In 1903 he married 'Annie', Anne Madeline (d.1945), daughter of Matthew Robert VanKoughnet (1824-1874) of Cornwall and Toronto, Barrister and Bencher of the Law Society of Upper Canada, and a brother of the Chancellor of Upper Canada (two of the sons of Colonel The Hon. Philip VanKoughnet). She was the widow of the ‘extremely philanthropic’ Francis Wolferstan Thomas (1834-1900), by whom she had three children, Guy Wolferstan, Amorel Macaulay and Schearem VanKoughnet Thomas. Annie’s mother, Elizabeth Hagerman Macaulay (b.1826), was a daughter of George Macaulay (1796-1828), and a niece of Colonel The Hon. Sir James Buchanan Macaulay (1793-1859), one of the leading members of the Tory Party (the Family Compact).

F.E. (as he was known) and his wife ‘mutually consented to separate’ in 1913, leaving one son : William Campbell James Meredith (1904-1960) Q.C., D.C.L., of Montreal who married in 1935 ‘Mimi’ Marie Berthe Louise Françoise (1913-2001) daughter of the Dean of the University of Montreal and the President of the Notre Dame Hospital, Louis Chartier de Lotbiniere-Harwood (1866-1934) Esq. M.D., of Vaudreuil, Quebec.

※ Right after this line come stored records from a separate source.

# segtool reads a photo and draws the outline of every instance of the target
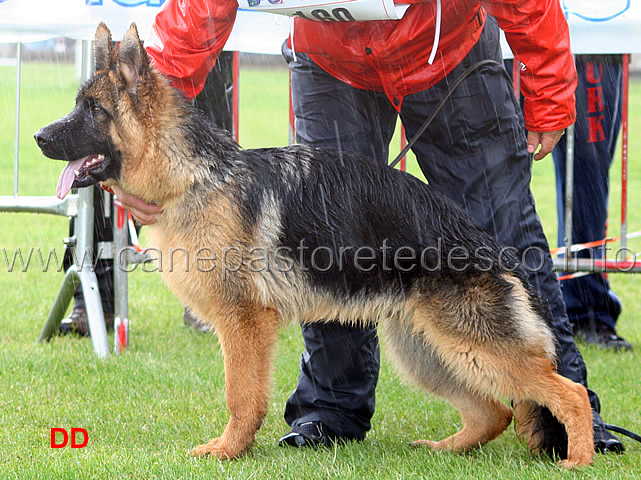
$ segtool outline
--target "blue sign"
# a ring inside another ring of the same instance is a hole
[[[5,0],[0,0],[0,3]],[[111,0],[121,7],[139,7],[145,5],[147,7],[160,7],[166,0]],[[85,0],[85,5],[102,5],[103,0]]]
[[[561,3],[561,7],[565,12],[566,17],[571,13],[572,15],[588,22],[607,22],[608,20],[612,20],[613,18],[625,13],[630,8],[630,0],[619,0],[614,3],[605,3],[597,5],[597,8],[590,8],[589,5],[586,5],[585,7],[583,5],[576,5],[576,1],[570,2],[570,6],[568,6],[567,3],[568,2],[566,0],[563,0]],[[599,12],[598,10],[601,11]]]

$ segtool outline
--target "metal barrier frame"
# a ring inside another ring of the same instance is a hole
[[[84,83],[93,75],[93,48],[92,42],[82,41],[81,60],[81,82]],[[21,197],[18,191],[19,175],[19,135],[20,135],[20,82],[21,82],[21,44],[17,44],[16,50],[16,128],[15,128],[15,158],[14,158],[14,192],[13,196],[0,196],[0,211],[4,212],[30,212],[46,213],[75,217],[74,235],[72,243],[75,243],[77,252],[76,264],[66,272],[58,295],[49,311],[45,325],[40,333],[39,342],[50,340],[58,333],[60,323],[64,317],[67,307],[73,298],[73,294],[80,285],[85,300],[89,332],[96,355],[100,358],[109,355],[109,342],[107,329],[105,327],[104,312],[100,300],[100,291],[96,274],[92,270],[92,263],[85,265],[85,258],[93,259],[93,231],[94,214],[93,206],[94,188],[81,188],[76,195],[68,195],[64,200],[48,196],[24,196]],[[109,199],[110,203],[113,199]],[[118,207],[122,208],[122,207]],[[107,209],[110,211],[111,209]],[[114,327],[116,335],[114,339],[114,352],[120,353],[128,344],[128,279],[127,264],[135,260],[131,255],[117,254],[126,248],[128,244],[128,222],[119,222],[118,215],[114,215],[114,242],[105,245],[101,250],[100,258],[113,258],[114,260]],[[128,252],[125,252],[128,253]],[[80,260],[79,260],[80,259]]]
[[[516,63],[516,62],[515,62]],[[515,70],[516,71],[516,70]],[[623,55],[623,88],[621,108],[621,249],[627,249],[628,234],[628,108],[630,86],[630,54]],[[559,272],[573,273],[641,273],[641,260],[619,261],[593,258],[578,258],[573,255],[572,206],[574,202],[574,125],[566,129],[566,172],[564,199],[564,255],[554,257],[554,268]],[[604,239],[605,241],[605,239]],[[565,277],[564,277],[565,278]]]

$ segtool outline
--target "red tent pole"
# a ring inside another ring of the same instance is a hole
[[[294,104],[292,103],[292,72],[289,72],[289,144],[293,145],[296,143],[296,126],[294,120],[296,115],[294,115]]]
[[[239,52],[234,52],[234,57],[233,57],[233,89],[232,89],[232,109],[233,109],[233,116],[234,116],[234,140],[238,142],[239,140],[239,106],[240,106],[240,95],[239,95],[239,75],[240,74],[240,53]]]
[[[405,148],[405,145],[407,145],[407,137],[405,136],[405,127],[401,125],[401,150]],[[403,155],[403,158],[401,158],[401,170],[404,172],[406,169],[405,165],[405,155]]]
[[[517,100],[521,98],[521,62],[514,57],[512,61],[512,88]]]

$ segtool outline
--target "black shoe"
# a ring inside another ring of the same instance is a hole
[[[330,447],[339,440],[338,435],[322,422],[305,422],[292,428],[292,431],[278,440],[284,447]]]
[[[604,350],[615,352],[632,350],[632,345],[625,338],[620,337],[616,330],[607,325],[578,325],[574,335],[585,343],[596,345]]]
[[[191,309],[188,307],[185,307],[185,310],[183,312],[183,323],[186,326],[193,328],[199,333],[215,331],[214,327],[212,327],[211,325],[207,325],[205,322],[196,318],[196,316],[194,315],[194,312],[192,312]]]
[[[114,328],[114,314],[105,312],[105,326],[107,330]],[[73,305],[71,315],[64,318],[60,322],[60,335],[68,334],[79,335],[81,337],[89,336],[89,321],[87,320],[87,311],[81,302],[76,302]]]
[[[89,335],[89,324],[84,305],[75,303],[71,314],[60,322],[60,335],[68,335],[70,333],[83,337]]]
[[[594,450],[599,453],[623,453],[625,447],[619,437],[606,430],[601,416],[592,410],[592,428],[594,429]]]

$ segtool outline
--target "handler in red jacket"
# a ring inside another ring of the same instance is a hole
[[[411,5],[395,21],[294,20],[283,53],[292,72],[297,140],[387,162],[399,116],[411,138],[461,72],[479,60],[496,60],[466,78],[413,151],[433,188],[523,255],[553,314],[559,371],[587,385],[529,188],[531,154],[539,146],[535,159],[550,153],[575,117],[576,72],[558,1],[404,3]],[[169,0],[158,14],[147,50],[188,96],[203,87],[237,9],[236,0]],[[499,26],[524,65],[525,128],[502,70]],[[143,223],[154,221],[155,207],[122,200]],[[376,332],[314,324],[303,335],[301,374],[285,411],[292,431],[281,444],[363,439],[374,413]],[[595,448],[622,451],[603,427],[596,394],[590,398]],[[563,445],[556,448],[564,455]]]

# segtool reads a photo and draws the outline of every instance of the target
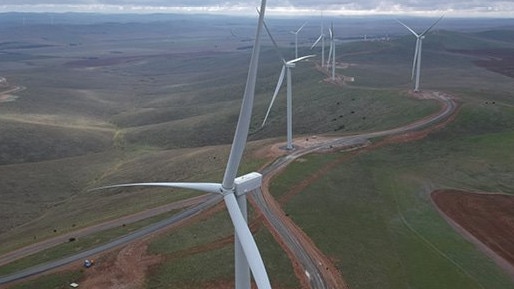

In Montreal Annie Meredith had served with Lady Brenda Meredith (the wife of Sir Vincent Meredith) as a Governor of the Montreal Maternity Hospital. When they separated in 1913 she moved to England, living in Knightsbridge, London. During the war she served with the Canadian Red Cross at Moor Park Convalescent Home for Canadian Officers in Devonshire.

In 1942 she went on a visit to her daughter, Shearme, who was living with her husband, Colonel J.L. Phillips, at Phillips Hall, Abbey Cwmhir, Wales. Whilst there she fell ill and eventually died there three years later on 27th July, 1945. A funeral service was held for her at Penybont on 31st July, where she is buried. She was survived by her four children and two of her sisters, Mrs Frank May of Montreal, and Lady Casimir Van Straubenzee of London.

F.E. Meredith was frequently described as ‘the most colourful and prominent figure’ of the Montreal Bar and ‘one of the most eminent personalities not only in the Quebec Bar but in the whole of Canada’ (La Revue du Barrreau, 1941). He died shortly before his eightieth birthday (‘birthdays are not the kind of thing one wants to commemorate’ he once said) on the 23rd November, 1941, after an illness of several weeks. He passed away at his home on Pine Avenue shortly after eleven o’clock of that morning, predominantly of old age. Dr Oertel of Montreal wrote ‘an appreciation’ of his friend that was published in ‘The Times’ of London in 1941,

The death of Frederick Edmund Meredith K.C., D.C.L., LL.D., has removed an outstanding Canadian who combined in a rare degree fine British traditions with Canadian outlook in a new world. May I just pay a personal tribute ? Few men are able to impress others by the qualities of their individuality as Meredith did. Rather serious in his outlook on things and events, yet with a charming touch of Puck and Ariel in his nature, he united the imagination of his Irish ancestry with a sense of reality, responsibility and sympathetic feeling for others to a rare degree. To help those who were in difficulties was a joy and reward to him; his friendship was unbounded. Emotional to a high degree, he never expressed a vicious thought, and I knew him intimately for nearly 30 years. He had many friends on both sides of the Atlantic, and Privy Council cases brought him frequently to London. Whoever met him felt the better for it and wished more. I imagine that there are not many men who may warm both hands at the fire of life and combine the dignity and joy of living as Fred Meredith did.